Wochenende für Wochenende zog ich mit ein paar Jugendlichen unseres Betriebes zu Fuß zum Bootshaus, in einem kleinen Handwagen die erforderlichen Werkzeuge, notwendiges Material und auch unsere Verpflegung mitführend, um erforderliche Reparaturen am Gebäude durchzuführen.
An einem Herbsttag war ich mit meinem Freund Manfred auch wieder unterwegs zum Deulowitzer See. Als wir durch Kaltenborn fuhren, leuchteten uns hinter einem schmalen Acker an der Grenze eines Bauerngehöftes saftige blaue Bauernpflaumen verführerisch entgegen. Wir konnten nicht widerstehen und pflückten uns eine Handvoll der reifen Früchte.
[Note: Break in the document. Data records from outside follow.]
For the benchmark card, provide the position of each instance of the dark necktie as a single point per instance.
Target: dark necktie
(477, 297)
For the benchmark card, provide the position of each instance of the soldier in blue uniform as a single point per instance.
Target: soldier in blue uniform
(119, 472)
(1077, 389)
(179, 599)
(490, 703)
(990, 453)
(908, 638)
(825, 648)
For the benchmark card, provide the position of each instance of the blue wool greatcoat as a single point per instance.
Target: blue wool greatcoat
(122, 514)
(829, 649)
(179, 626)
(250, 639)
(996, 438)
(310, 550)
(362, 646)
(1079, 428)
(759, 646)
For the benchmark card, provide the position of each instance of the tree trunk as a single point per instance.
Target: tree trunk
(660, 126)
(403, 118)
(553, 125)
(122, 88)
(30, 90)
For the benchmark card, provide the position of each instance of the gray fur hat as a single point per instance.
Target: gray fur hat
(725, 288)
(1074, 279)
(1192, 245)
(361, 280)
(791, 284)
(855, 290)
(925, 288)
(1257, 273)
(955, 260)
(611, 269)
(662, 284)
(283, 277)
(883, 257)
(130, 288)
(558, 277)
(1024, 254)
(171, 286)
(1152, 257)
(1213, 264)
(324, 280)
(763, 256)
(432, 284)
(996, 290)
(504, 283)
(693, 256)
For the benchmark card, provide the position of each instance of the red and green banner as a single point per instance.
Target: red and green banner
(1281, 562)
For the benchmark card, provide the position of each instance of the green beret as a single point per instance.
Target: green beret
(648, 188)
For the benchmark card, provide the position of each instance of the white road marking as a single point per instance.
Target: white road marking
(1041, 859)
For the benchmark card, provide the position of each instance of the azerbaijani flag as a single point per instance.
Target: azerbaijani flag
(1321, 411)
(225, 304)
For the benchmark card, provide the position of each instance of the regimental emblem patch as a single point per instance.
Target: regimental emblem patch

Frohes Jugendleben im Bootshaus (1952), das Foto hat mir Paul Krieger zur Verfügung gestellt
Plötzlich sauste der Bauer heran, nahm uns am Schlafittchen und brüllte uns an: „Endlich habe ich euch, ihr verdammtes Gesindel aus der Stadt. Ihr habt wohl überhaupt keine Skrupel. Klaut mir hier die letzten paar Pflaumen vom Baum“. Während dieser Schimpfkanonade versuchte er auch, sich unseres Handwagens zu bemächtigen, dachte er doch, in dem Sack wären die bei ihm geklauten Pflaumen. Bei dem Gerangel rutschte unser Verpflegungsbeutel aus dem Rucksack und das Mehl für unser Mittagsmahl stiebte auf die Erde.
Jetzt hatten wir allen Grund, uns zu entrüsten: „Wir wollten ihnen nicht die Pflaumen klauen. Wir wollten nur ein paar essen. Das ist doch nicht verboten. Nun sehen sie, was sie angerichtet haben. Wir haben schon wenig zu beißen, und das bisschen ist nun auch noch verdorben.“
Der Bauer sah schließlich ein, dass er mit uns die falschen erwischt hatte. Nachdem er sich beruhigt hatte, trennten wir uns friedlich. Er gab uns sogar noch einige Handvoll Pflaumen mit auf den Weg.